Dr. Lisa K. Sprod to Be Honored with the Pain and Symptom Management Award
The ASCO 2012 Pain and Symptom Management Award will be presented today to Lisa K. Sprod, PhD, of the University of Rochester School of Medicine. Dr. Sprod will accept the award during today’s Clinical Science Symposium to be held from 3:00 PM-4:30 PM in room S100bc.
“This is a highly competitive award and I am excited and honored to be chosen to receive it,” Dr. Sprod told ASCO Daily News. In her presentation, Dr. Sprod will show that older patients with cancer (age ≥ 65) have significant functional limitations compared with age-matched survivors with no history of cancer and are less likely to engage in physical activity, which may contribute to their physical limitation. Consequently, functional limitations and reduced physical activity may leave older patients at a greater risk of cancer recurrence and reduced survival.
Dr. Sprod received her bachelor’s degree from Colorado Mesa University where she earned a National Collegiate Athletic Association Scholar Athlete Award every semester (1995 to 1999). Her interest investigating physical exercise in older patients with cancer began when she was a graduate student in the University of Northern Colorado’s Exercise Science program.
At the University of Northern Colorado, she was the clinical coordinator at the Rocky Mountain Cancer Rehabilitation Institute (RMCRI), which is an outpatient clinic at the University of Northern Colorado dedicated to reducing side effects of cancer and its treatment through exercise intervention programs. It was here that she first examined the role exercise plays in the management of side effects in survivors of cancer.
As a former Division I athlete, Dr. Sprod enrolled in the University of Northern Colorado’s Exercise Science program with the view that she would eventually work with top athletes. She surprised herself when she discovered that working with survivors of cancer and developing exercise intervention programs provided her with tremendous satisfaction and fueled her passion to investigate the benefits of these intervention programs in older survivors of cancer.

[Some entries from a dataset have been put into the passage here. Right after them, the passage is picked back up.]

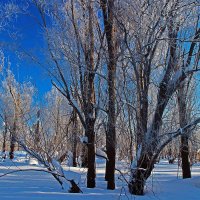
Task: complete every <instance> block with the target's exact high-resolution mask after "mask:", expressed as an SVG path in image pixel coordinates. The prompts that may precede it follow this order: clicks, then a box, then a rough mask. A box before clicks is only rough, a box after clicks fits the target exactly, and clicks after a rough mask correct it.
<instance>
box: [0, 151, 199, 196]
mask: <svg viewBox="0 0 200 200" xmlns="http://www.w3.org/2000/svg"><path fill="white" fill-rule="evenodd" d="M96 161H97V187H96V188H94V189H88V188H86V186H85V185H86V169H83V168H78V167H67V166H66V165H65V166H63V169H64V173H65V176H67V177H68V178H69V179H72V178H73V179H74V180H75V181H76V182H77V183H78V184H79V186H80V188H81V190H82V191H83V194H82V193H80V194H70V193H67V192H66V191H64V190H62V189H61V187H60V185H59V184H58V183H57V181H56V180H55V179H54V178H53V176H52V175H51V174H48V173H45V172H40V171H32V170H31V171H22V172H17V173H13V174H9V175H6V176H3V177H0V199H1V200H6V199H10V200H33V199H34V200H64V199H65V200H66V199H68V200H74V199H75V200H80V199H83V200H93V199H95V200H102V199H104V200H106V199H107V200H115V199H116V200H119V199H136V200H150V199H153V200H158V199H159V200H169V199H170V200H177V199H178V200H179V199H180V200H199V199H200V163H197V164H195V165H194V166H193V167H192V177H193V178H192V179H185V180H183V179H182V178H181V170H180V169H178V166H177V163H175V164H168V161H167V160H161V161H160V163H159V164H156V166H155V169H154V171H153V175H152V176H151V177H150V178H149V180H148V181H147V184H146V185H147V186H146V189H145V195H144V196H133V195H130V194H129V193H128V189H127V186H126V183H125V182H123V181H121V179H118V177H119V176H120V175H119V174H118V173H117V174H116V185H117V188H116V190H114V191H113V190H107V189H106V181H104V173H105V160H102V159H101V160H100V159H96ZM124 166H126V167H128V164H126V163H125V162H118V163H117V168H118V169H121V170H123V169H124ZM41 168H42V167H41V166H33V165H29V163H28V160H27V158H26V157H25V156H24V159H23V154H20V156H19V157H18V159H15V161H14V162H13V161H10V160H8V159H7V160H4V161H3V160H1V161H0V176H1V175H2V174H4V173H6V172H10V171H12V170H17V169H22V170H23V169H41Z"/></svg>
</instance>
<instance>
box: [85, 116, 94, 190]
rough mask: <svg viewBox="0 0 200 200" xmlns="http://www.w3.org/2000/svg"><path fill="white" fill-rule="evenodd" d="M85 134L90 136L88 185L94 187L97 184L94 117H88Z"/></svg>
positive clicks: (88, 147) (88, 168)
mask: <svg viewBox="0 0 200 200" xmlns="http://www.w3.org/2000/svg"><path fill="white" fill-rule="evenodd" d="M85 131H86V132H85V134H86V136H87V138H88V143H87V163H88V164H87V167H88V172H87V187H88V188H94V187H95V186H96V183H95V178H96V164H95V133H94V119H91V118H87V119H86V130H85Z"/></svg>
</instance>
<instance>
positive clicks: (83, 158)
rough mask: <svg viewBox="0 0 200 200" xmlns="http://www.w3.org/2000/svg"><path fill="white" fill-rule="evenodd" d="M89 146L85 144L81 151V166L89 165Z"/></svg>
mask: <svg viewBox="0 0 200 200" xmlns="http://www.w3.org/2000/svg"><path fill="white" fill-rule="evenodd" d="M87 151H88V150H87V147H86V146H85V145H83V147H82V152H81V167H87V166H88V160H87V157H88V153H87Z"/></svg>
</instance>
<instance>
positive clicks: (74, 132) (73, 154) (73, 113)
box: [72, 110, 78, 167]
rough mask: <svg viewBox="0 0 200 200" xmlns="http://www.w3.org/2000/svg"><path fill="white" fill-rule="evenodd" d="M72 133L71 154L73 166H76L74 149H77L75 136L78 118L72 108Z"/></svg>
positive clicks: (75, 111)
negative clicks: (72, 142)
mask: <svg viewBox="0 0 200 200" xmlns="http://www.w3.org/2000/svg"><path fill="white" fill-rule="evenodd" d="M72 114H73V116H72V117H73V118H72V119H73V120H72V121H73V133H72V134H73V135H72V142H73V144H72V154H73V167H76V166H77V162H76V157H77V154H76V150H77V136H78V120H77V114H76V111H75V110H74V111H73V113H72Z"/></svg>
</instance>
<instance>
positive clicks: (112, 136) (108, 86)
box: [101, 0, 117, 190]
mask: <svg viewBox="0 0 200 200" xmlns="http://www.w3.org/2000/svg"><path fill="white" fill-rule="evenodd" d="M101 7H102V11H103V18H104V27H105V33H106V39H107V45H108V57H109V61H108V64H107V68H108V96H109V99H108V126H107V128H108V129H107V135H106V152H107V157H108V160H107V162H106V175H105V179H106V180H107V181H108V184H107V188H108V189H111V190H114V189H115V154H116V150H115V149H116V148H115V146H116V130H115V124H116V111H115V101H116V92H115V85H116V59H117V58H116V41H115V33H114V29H115V28H114V15H113V13H114V0H108V1H105V0H101Z"/></svg>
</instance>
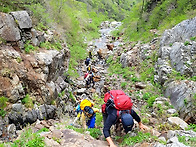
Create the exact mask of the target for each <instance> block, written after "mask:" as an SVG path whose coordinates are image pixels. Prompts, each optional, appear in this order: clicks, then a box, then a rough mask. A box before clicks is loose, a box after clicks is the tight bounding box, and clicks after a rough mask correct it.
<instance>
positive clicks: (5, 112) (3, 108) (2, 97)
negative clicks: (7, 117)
mask: <svg viewBox="0 0 196 147" xmlns="http://www.w3.org/2000/svg"><path fill="white" fill-rule="evenodd" d="M7 101H8V98H6V97H4V96H2V97H0V116H1V117H4V116H5V115H6V111H5V110H4V109H5V107H6V106H7V104H6V102H7Z"/></svg>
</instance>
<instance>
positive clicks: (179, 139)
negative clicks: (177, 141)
mask: <svg viewBox="0 0 196 147" xmlns="http://www.w3.org/2000/svg"><path fill="white" fill-rule="evenodd" d="M178 140H179V142H182V143H183V144H185V145H187V146H191V147H195V142H196V137H186V136H178Z"/></svg>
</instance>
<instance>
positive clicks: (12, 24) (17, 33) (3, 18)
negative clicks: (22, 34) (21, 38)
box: [0, 12, 21, 41]
mask: <svg viewBox="0 0 196 147" xmlns="http://www.w3.org/2000/svg"><path fill="white" fill-rule="evenodd" d="M0 36H1V37H2V38H3V39H4V40H6V41H18V40H20V39H21V36H20V30H19V28H18V27H17V24H16V22H15V20H14V19H13V17H12V16H11V15H9V14H6V13H2V12H0Z"/></svg>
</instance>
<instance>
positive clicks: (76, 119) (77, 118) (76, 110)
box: [71, 104, 82, 126]
mask: <svg viewBox="0 0 196 147" xmlns="http://www.w3.org/2000/svg"><path fill="white" fill-rule="evenodd" d="M74 111H75V112H76V113H77V116H76V118H75V119H74V121H73V123H71V125H72V126H74V125H75V123H76V121H77V120H78V119H79V118H80V117H81V114H82V110H81V108H80V104H78V105H77V106H76V108H74Z"/></svg>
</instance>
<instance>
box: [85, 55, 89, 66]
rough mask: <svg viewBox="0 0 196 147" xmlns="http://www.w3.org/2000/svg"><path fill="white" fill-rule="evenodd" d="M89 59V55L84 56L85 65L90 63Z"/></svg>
mask: <svg viewBox="0 0 196 147" xmlns="http://www.w3.org/2000/svg"><path fill="white" fill-rule="evenodd" d="M90 60H91V59H90V58H89V57H86V60H85V62H84V63H85V65H86V66H88V65H89V64H90Z"/></svg>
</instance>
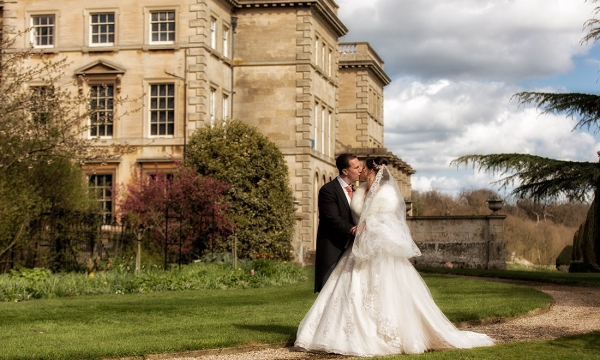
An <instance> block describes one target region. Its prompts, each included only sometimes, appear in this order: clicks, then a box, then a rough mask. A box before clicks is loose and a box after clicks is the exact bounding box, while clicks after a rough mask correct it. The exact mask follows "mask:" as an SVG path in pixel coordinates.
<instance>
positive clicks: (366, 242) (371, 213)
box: [352, 165, 421, 259]
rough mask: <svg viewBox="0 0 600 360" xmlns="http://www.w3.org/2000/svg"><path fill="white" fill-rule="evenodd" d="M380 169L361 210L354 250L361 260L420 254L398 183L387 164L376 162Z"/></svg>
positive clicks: (405, 256) (368, 192) (356, 256)
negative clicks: (406, 219)
mask: <svg viewBox="0 0 600 360" xmlns="http://www.w3.org/2000/svg"><path fill="white" fill-rule="evenodd" d="M377 169H378V171H377V175H376V176H375V180H374V181H373V184H371V187H370V189H369V191H368V193H367V195H366V199H365V201H364V205H363V207H362V212H361V213H360V219H359V221H358V227H357V234H356V238H355V240H354V244H353V246H352V252H353V253H354V255H355V257H357V258H359V259H371V258H373V257H374V256H377V255H379V254H383V253H388V254H390V255H392V256H401V257H406V258H411V257H414V256H420V255H421V252H420V251H419V248H418V247H417V245H416V244H415V243H414V241H413V239H412V236H411V235H410V229H409V228H408V224H407V223H406V204H405V203H404V197H403V196H402V193H401V192H400V189H399V187H398V184H397V183H396V180H395V179H394V177H393V176H392V174H391V172H390V170H389V169H388V167H387V166H386V165H377Z"/></svg>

At RMCRI, she was instrumental in designing and implementing research studies on the effect of exercise interventions on survivors during and following treatment and on the impact of exercise on survivors with various cancer diagnoses.
Dr. Sprod received her doctoral degree in 2009 and, given the interests she developed as a graduate student, she pursued postgraduate studies in exercise science and cancer. She was awarded a National Cancer Institute Biobehavioral Cancer Control research fellowship to work with Dr. Gary Morrow and Dr. Karen Mustian at the University of Rochester School of Medicine. Dr. Sprod’s current research interests include studying the effects of exercise on cancer-related fatigue during chemotherapy.
Dr. Sprod is presently completing a master’s degree in public health, and this fall she will be joining the University of North Carolina Wilmington’s (UNCW) School of Health and Applied Human Sciences as an assistant professor. At the UNCW, Dr. Sprod will continue pursuing her interests in exercise interventions in older patients with cancer. “Despite the majority of survivors being elderly, little research has been done to study the effects of exercise on functional outcomes in older survivors,” she told ASCO Daily News.
Dr. Sprod has been the recipient of many honors and awards, including a National Institutes of Health Clinical Investigator Award, and has received the Cancer Exercise Trainer certification from the American College of Sports Medicine and the American Cancer Society.
Dr. Sprod has contributed significantly to the literature on the role of exercise in older cancer patients and has also presented at national and international meetings.